もちろん、その決定は最終的に、iRobotの34年の歴史の中で2人目のCEOに就任する人物に委ねられることになります。現在は、エグゼクティブバイスプレジデントのグレン・ワインスタインが暫定CEOに就任しています。

レイオフは、個人に与える負担の大きさゆえに、常に嘆き悲しむべきものです。そして、その個人はあまりにもしばしば恣意的に標的にされてしまうのです。これは、iRobotが近年経験した複数回の人事異動にもまさに当てはまります。1990年の創業以来、同社はグレーター・ボストンの活気あるロボット工学エコシステムの柱の一つとなってきました。私が入社してから1、2年後、TechCrunchがボストンのロボット工学界の著名人を集めたプライベートディナーを開催したのですが、出席者のほぼ全員が長年にわたり何らかの形でiRobotに関わってきたかのようでした。

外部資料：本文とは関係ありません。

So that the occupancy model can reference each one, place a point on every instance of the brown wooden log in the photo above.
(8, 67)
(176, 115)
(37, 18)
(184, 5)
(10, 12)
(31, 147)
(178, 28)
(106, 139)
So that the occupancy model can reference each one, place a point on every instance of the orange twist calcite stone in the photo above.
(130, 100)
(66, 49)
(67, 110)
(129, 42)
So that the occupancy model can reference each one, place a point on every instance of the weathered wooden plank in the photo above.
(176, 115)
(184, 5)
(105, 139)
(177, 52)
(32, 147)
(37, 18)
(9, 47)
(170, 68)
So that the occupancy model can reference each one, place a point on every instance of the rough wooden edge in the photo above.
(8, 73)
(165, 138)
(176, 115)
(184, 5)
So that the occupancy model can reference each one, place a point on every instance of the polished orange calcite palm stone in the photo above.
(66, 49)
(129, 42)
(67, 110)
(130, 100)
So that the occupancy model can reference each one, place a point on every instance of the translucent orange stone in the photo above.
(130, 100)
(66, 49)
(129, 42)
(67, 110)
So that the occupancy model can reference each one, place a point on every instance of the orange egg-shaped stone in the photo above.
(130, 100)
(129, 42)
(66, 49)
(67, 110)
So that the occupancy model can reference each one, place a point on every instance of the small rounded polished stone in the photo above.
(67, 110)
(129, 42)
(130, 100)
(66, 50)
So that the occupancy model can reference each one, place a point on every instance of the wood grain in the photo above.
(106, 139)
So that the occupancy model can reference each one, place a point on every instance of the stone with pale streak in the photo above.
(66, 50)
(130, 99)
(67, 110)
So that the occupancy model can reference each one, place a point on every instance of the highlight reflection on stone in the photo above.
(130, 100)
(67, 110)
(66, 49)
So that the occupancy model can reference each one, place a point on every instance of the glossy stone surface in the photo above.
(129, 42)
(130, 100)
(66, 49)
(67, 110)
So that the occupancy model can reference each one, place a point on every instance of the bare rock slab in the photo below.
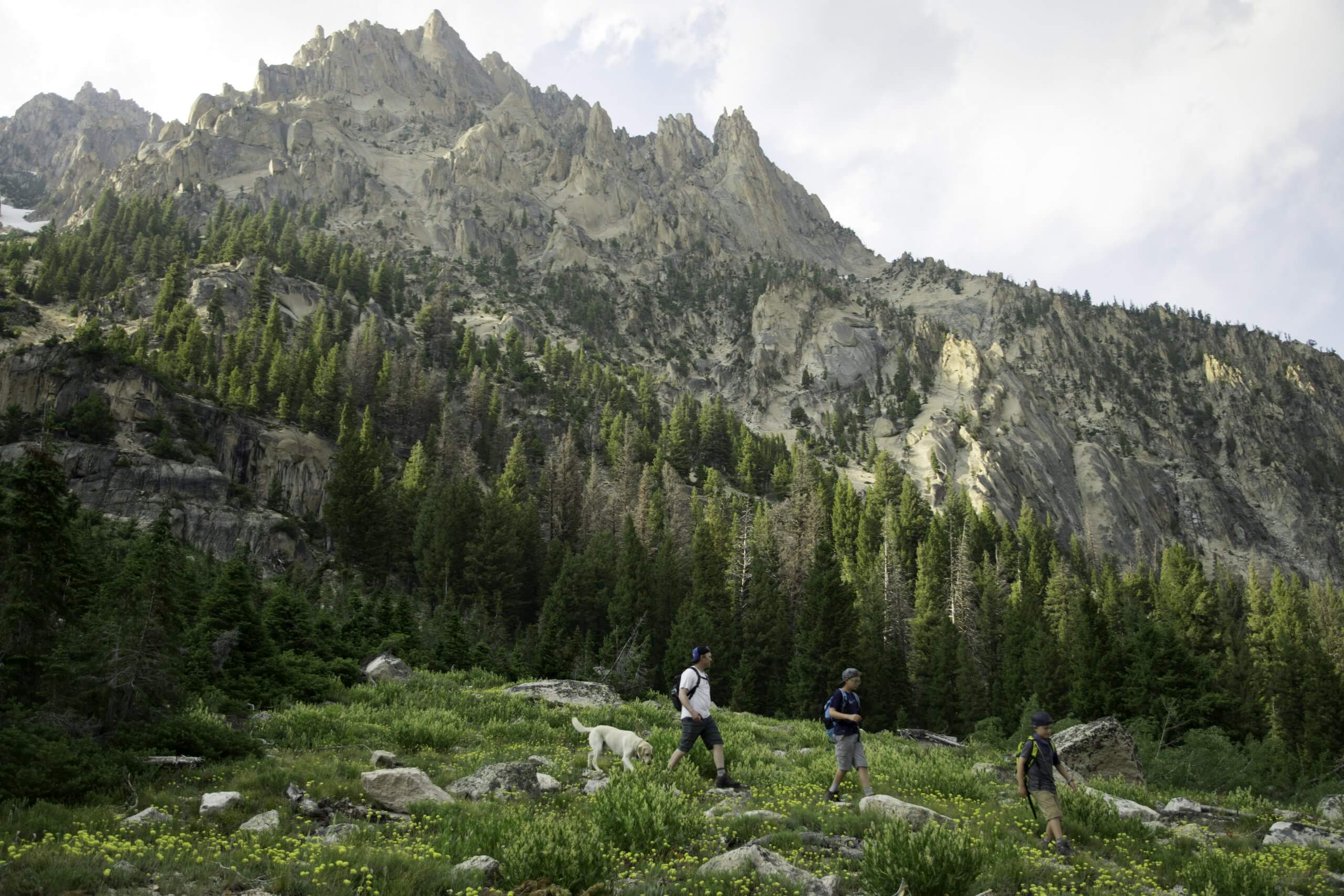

ボストン・ロボティクスは最終的には大丈夫でしょう。同社を去った非常に才能豊かな人材たちが、世界を変える次世代のロボットスタートアップを担うでしょう。これは悲しく辛いニュースですが、結局のところ、賢く有能な人材たちについてはあまり心配していません。彼らはきっと素晴らしいことを成し遂げるでしょう。家庭用ロボットの将来についても、特に心配していません。スロースタートで、さらに長引く可能性もありますが、近いうちにAI、ナビゲーション、モバイル操作における重要なブレークスルーが見られ、新しい有能な家庭用ロボットの世代が生まれるでしょう。

幸いなことに、iRobot は苦戦しながらも、今後もその世界で重要な役割を果たし続けるだろう。